David Allemann, Biotech Planner, UBS: Got it. Great. And just lastly, Denny, you mentioned about some of the BD deals you’re planning to do, and, you know, some of the key catalysts over the next, you know, 12, 18 months. Maybe just highlight, you know, more what kind of things we should be watching for over the next 18 months.
Denny Lanfear, Chief Executive Officer, Coherus: I think we’ve demonstrated the ability to do outside deals, particularly with our divestitures and a number of other things. You know, our acquisitions have been low. Our divestitures have been high. We have a really extraordinary portfolio here at these two assets. We have global rights to both these assets. That is really important. There are a lot of flavors that we can do, certainly XUS deals. I think the key thing with deals is they, first of all, validate the value of the assets in the eyes of big pharma or the other partner. They bring in upfronts to offset, you know, the clinical costs. Lastly, they set us up for cost sharing for pivotal trials later on. I think that is very good. We have a lot of latitude with the deals.
For example, as I said, you know, we can do not just XUS deals, but we’re very happy, for example, to take CHS-114 and put it in the hands of other people to mutually advance their products, you know, which I think is mutually beneficial. We’ll do those sorts of things too. Stay tuned. As the data rolls out, six, 12, you know, 18 months, you’ll see us go chase those things down.

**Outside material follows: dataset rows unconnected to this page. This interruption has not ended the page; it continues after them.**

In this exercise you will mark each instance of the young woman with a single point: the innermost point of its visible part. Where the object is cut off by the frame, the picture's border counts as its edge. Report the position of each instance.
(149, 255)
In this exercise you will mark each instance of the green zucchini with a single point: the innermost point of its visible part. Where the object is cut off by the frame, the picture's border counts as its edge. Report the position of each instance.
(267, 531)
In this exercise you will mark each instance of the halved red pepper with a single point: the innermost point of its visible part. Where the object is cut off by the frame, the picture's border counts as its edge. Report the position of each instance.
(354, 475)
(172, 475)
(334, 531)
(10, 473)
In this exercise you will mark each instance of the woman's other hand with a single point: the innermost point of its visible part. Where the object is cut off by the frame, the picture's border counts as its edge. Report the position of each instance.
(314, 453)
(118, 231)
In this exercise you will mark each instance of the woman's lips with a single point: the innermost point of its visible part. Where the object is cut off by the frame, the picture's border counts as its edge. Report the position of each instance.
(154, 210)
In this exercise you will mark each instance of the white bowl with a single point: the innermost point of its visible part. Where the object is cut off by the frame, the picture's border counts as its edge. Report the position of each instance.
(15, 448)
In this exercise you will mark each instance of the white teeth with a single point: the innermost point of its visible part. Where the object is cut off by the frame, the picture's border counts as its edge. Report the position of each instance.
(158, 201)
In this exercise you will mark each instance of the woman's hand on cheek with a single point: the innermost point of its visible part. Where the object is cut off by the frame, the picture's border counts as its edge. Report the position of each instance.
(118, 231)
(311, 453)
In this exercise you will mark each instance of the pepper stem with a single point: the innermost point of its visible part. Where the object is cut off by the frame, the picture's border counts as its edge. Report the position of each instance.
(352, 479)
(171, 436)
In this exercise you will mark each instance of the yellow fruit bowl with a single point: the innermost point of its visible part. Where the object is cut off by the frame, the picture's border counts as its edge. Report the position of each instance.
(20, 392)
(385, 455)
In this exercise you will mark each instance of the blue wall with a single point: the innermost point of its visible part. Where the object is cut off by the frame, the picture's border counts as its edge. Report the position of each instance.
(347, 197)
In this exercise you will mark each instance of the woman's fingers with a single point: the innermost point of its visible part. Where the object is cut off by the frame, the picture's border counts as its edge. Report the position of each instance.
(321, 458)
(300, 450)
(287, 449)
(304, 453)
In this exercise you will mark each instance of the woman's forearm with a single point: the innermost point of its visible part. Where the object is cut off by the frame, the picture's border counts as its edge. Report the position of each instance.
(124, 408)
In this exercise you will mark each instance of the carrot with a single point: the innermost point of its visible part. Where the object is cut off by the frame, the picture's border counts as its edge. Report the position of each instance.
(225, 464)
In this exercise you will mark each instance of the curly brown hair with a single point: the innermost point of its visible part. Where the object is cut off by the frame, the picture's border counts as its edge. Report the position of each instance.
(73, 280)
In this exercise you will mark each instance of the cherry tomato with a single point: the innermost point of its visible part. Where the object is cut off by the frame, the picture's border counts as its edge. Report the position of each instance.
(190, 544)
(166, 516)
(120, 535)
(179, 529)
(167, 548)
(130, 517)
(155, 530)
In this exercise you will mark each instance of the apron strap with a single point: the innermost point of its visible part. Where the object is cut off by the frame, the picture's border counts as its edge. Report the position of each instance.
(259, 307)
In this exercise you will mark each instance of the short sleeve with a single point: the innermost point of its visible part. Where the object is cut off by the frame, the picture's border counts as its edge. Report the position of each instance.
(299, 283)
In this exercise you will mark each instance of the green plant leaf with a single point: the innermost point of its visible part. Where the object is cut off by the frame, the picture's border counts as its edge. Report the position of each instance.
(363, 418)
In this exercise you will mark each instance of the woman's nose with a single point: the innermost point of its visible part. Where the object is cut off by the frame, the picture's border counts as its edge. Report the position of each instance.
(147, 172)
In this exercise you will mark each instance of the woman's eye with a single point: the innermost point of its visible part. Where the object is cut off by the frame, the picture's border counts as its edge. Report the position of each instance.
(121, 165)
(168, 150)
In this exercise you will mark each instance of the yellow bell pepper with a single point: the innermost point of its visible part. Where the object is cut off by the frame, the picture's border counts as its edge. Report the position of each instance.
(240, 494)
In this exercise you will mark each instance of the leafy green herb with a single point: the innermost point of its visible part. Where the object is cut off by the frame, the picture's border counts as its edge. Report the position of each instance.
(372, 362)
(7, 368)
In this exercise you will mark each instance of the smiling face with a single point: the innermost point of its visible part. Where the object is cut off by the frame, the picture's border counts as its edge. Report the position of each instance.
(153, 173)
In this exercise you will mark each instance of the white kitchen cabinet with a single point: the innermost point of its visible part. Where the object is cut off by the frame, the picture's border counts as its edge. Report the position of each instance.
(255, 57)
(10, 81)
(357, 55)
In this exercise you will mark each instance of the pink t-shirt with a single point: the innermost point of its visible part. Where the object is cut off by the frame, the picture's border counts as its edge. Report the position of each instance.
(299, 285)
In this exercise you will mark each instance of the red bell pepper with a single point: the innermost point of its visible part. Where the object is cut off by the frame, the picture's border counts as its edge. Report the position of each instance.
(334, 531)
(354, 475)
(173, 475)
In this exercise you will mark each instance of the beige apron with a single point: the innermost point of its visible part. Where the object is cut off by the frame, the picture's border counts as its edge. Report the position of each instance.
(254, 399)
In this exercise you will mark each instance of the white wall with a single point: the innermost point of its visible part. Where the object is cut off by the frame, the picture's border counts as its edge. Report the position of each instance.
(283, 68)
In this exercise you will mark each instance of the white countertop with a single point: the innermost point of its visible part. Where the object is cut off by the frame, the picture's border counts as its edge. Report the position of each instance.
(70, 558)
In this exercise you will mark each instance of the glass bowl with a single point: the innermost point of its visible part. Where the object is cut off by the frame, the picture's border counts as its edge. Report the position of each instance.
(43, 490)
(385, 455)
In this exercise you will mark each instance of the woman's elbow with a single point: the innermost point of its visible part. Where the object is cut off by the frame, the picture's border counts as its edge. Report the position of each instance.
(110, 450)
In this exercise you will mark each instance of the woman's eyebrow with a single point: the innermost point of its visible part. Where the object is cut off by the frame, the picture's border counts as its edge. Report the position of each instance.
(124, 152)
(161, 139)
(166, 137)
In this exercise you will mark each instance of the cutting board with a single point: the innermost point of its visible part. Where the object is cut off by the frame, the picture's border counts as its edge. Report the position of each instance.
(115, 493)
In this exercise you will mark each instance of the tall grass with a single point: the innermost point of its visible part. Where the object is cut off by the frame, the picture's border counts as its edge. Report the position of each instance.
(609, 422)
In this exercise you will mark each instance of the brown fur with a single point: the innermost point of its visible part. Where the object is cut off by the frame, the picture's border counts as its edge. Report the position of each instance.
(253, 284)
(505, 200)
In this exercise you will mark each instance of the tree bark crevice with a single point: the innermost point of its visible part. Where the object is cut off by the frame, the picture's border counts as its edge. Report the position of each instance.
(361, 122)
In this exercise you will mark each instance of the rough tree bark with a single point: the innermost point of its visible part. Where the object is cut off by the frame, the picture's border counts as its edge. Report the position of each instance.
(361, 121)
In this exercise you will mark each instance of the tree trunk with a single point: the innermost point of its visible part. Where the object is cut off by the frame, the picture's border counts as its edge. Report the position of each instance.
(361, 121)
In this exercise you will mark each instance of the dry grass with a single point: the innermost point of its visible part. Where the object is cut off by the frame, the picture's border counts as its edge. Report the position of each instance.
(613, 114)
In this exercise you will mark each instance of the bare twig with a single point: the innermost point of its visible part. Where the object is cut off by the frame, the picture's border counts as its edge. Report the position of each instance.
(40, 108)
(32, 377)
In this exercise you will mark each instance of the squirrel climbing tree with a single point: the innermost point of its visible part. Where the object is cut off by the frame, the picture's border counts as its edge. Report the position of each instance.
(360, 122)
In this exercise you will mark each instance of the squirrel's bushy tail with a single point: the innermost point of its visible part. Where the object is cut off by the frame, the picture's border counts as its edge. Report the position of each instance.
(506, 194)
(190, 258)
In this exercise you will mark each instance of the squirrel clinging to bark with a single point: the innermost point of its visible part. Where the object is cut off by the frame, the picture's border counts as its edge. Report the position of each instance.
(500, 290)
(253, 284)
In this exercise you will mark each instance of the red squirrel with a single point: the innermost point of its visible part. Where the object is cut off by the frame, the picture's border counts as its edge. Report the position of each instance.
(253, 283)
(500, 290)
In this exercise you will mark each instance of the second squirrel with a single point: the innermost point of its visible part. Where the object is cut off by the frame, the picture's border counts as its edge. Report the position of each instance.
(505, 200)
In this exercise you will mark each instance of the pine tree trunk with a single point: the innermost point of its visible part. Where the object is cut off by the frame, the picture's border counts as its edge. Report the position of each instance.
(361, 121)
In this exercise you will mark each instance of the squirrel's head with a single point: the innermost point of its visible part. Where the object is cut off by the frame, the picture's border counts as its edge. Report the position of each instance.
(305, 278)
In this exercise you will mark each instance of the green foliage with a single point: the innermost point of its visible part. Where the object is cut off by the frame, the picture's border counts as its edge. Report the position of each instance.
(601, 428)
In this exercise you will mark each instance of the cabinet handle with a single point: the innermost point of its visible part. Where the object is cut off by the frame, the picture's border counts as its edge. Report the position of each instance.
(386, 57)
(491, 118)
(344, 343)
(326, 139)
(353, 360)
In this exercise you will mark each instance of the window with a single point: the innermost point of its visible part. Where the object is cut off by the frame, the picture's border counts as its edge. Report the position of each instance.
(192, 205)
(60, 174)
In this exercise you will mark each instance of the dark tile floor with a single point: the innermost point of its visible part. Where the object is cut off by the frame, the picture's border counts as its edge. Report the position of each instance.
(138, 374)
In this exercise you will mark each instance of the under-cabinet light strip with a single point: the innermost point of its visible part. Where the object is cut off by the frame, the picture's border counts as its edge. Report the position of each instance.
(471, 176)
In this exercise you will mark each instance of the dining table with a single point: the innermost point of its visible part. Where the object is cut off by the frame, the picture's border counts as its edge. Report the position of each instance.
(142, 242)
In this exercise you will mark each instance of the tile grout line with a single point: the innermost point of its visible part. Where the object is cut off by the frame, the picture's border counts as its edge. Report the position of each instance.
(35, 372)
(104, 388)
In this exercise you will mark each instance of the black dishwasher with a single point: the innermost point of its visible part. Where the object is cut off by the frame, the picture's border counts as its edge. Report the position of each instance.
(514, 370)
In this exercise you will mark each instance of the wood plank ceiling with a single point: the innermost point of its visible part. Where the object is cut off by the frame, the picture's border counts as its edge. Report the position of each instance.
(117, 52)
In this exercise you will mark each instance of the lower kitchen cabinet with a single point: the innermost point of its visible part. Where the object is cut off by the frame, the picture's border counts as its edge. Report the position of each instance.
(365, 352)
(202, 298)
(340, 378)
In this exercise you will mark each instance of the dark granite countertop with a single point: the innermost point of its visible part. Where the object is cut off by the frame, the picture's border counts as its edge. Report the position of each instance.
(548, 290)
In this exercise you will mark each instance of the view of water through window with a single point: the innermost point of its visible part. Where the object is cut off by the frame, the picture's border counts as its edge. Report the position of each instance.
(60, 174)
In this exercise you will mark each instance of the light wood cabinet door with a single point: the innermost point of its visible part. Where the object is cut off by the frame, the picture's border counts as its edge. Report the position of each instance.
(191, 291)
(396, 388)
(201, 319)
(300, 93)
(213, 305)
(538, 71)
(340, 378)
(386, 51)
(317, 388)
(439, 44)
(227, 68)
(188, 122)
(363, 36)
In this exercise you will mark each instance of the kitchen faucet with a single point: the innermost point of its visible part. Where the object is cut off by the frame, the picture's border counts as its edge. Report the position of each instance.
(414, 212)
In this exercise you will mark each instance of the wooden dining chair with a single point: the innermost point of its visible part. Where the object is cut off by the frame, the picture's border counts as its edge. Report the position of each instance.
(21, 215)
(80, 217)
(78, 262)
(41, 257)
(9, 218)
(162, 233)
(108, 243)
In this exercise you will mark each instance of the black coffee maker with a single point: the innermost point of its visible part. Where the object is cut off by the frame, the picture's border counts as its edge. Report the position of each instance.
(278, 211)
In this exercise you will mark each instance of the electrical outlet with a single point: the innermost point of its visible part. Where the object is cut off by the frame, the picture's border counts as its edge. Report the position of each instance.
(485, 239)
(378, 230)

David Allemann, Biotech Planner, UBS: Great. We’re looking forward to exciting 12-18 months.
Denny Lanfear, Chief Executive Officer, Coherus: Thanks.
David Allemann, Biotech Planner, UBS: Yeah.
Denny Lanfear, Chief Executive Officer, Coherus: Great. Good so far.
David Allemann, Biotech Planner, UBS: Great. I think with that, we’re out of time. Thank you, Denny. Thank you, Theresa.
Denny Lanfear, Chief Executive Officer, Coherus: Thanks, David. Thanks UBS for having us.
Theresa Lavallee, Chief Scientific and Development Officer, Coherus: Thank you.